Он подробно доложил обо всём капитану, не прибавив и не убавив ничего. За эту точность я был ему благодарен. Капитан на том конце провода молчал, и мне на минуту сделалось жалко этого капитана. И тут мой милиционер завершил свою речь, присовокупив к сказанному мою последнюю реплику:
— Товарищ капитан, я его к порядку призывал, а он мне сказал: «Да заткнись ты, дурак!»
Капитан молчал, и я издали, не видя, любил его: капитан и я — мы боролись с тупостью.
— Привезти его в город, товарищ капитан?
— Не надо, — сказал капитан.
Милиционер обиделся:
— А что же мне с ним делать, товарищ капитан?
Капитан помолчал, потом сказал:
— Оштрафуй.
Я бы на его месте поступил точно так же, сказал бы: «Оштрафуй», — и бросил бы трубку, и всё тут.
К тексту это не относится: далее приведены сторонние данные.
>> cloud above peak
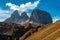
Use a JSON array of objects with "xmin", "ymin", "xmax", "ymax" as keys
[{"xmin": 6, "ymin": 0, "xmax": 40, "ymax": 12}]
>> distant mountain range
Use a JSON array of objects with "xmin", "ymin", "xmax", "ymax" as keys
[{"xmin": 4, "ymin": 9, "xmax": 52, "ymax": 24}]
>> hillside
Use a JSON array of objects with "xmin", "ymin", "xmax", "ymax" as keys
[{"xmin": 20, "ymin": 21, "xmax": 60, "ymax": 40}]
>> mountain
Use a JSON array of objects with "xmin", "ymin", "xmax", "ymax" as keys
[
  {"xmin": 29, "ymin": 9, "xmax": 52, "ymax": 24},
  {"xmin": 4, "ymin": 10, "xmax": 21, "ymax": 23},
  {"xmin": 4, "ymin": 10, "xmax": 29, "ymax": 24}
]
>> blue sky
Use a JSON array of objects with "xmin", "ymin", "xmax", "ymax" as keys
[{"xmin": 0, "ymin": 0, "xmax": 60, "ymax": 21}]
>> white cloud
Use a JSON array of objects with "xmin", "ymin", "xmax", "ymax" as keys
[
  {"xmin": 53, "ymin": 16, "xmax": 60, "ymax": 23},
  {"xmin": 6, "ymin": 0, "xmax": 40, "ymax": 12},
  {"xmin": 0, "ymin": 9, "xmax": 11, "ymax": 22},
  {"xmin": 0, "ymin": 9, "xmax": 9, "ymax": 13}
]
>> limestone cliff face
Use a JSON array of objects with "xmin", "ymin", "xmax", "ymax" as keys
[{"xmin": 29, "ymin": 9, "xmax": 52, "ymax": 24}]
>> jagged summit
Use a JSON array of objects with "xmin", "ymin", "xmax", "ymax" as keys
[{"xmin": 5, "ymin": 9, "xmax": 52, "ymax": 24}]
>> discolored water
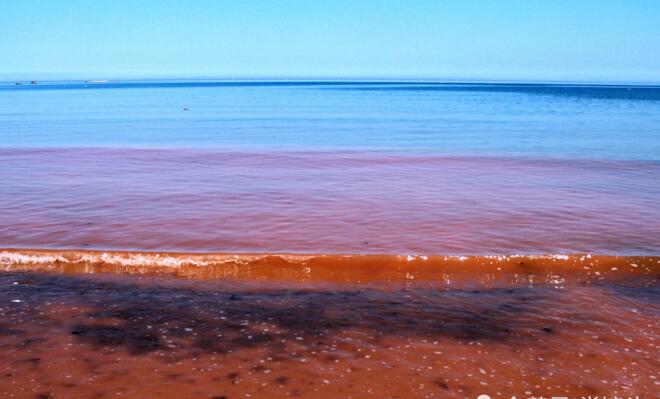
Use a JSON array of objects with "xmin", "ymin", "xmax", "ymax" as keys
[{"xmin": 0, "ymin": 81, "xmax": 660, "ymax": 399}]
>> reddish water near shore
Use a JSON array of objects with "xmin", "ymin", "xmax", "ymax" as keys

Какого чёрта! Но я был Грант Карян, я сидел на станции, ждал машины или подводы, а машины не было, и подвода не шла. Я должен был косить поле в Цмакуте, и я должен был каким-нибудь образом — уж сам не знаю как, — но я должен был подъехать к товарищу Рубену и урвать в школе хоть сколько-нибудь лишних часов, потому что дома меня ждал галдёж этих наших девятерых детей, моих братьев и сестёр, и запах их стираных и нестираных грязных трусиков, и запах толстых шерстяных носков моего отца.
— Копейки нет, дурак!
Он сказал, качая головой:
— А если сейчас снова позвоню?
— Слушай, — сказал я, — тебе хочется прогуляться в Кировакан, иди себе, этот твой стол и начальник станции никуда не убегут.
— Вуэй-вуэй-вуэй, — он деланно удивился, — получил диплом и сердится. Отец твой такой спокойный человек, как же это ты у него такой нервный получился, а?
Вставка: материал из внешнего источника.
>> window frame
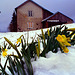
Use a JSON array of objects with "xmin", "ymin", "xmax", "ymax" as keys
[{"xmin": 27, "ymin": 22, "xmax": 33, "ymax": 29}]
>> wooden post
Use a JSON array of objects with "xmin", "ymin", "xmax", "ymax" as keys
[
  {"xmin": 0, "ymin": 52, "xmax": 1, "ymax": 75},
  {"xmin": 46, "ymin": 21, "xmax": 48, "ymax": 28}
]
Милиционер шутил, значит. Что ж, он мог вот так с шуточками-прибауточками и в Кировакан меня потащить. И оштрафовать. А потом похвастаться: «Сидел себе парень с новеньким дипломом, а мы его немножечко позлили, посмеялись над ним малость, повеселились».
— Доставай мошну.
— Никакой такой мошны нету, а вот что в редакции я работаю — про это тебе известно? Ах не известно? — сказал я.
Работал бы я в редакции — прокатил бы на машине, а этого дурака и не заметил бы вовсе и станции Колагеран тоже бы не заметил, я бы и знать не знал, что существует такая станция на свете.
— Ну и что, что в редакции, что ты можешь мне сделать? — Он отвёл побледневшие глаза и бесшумно облизал белые бескровные губы.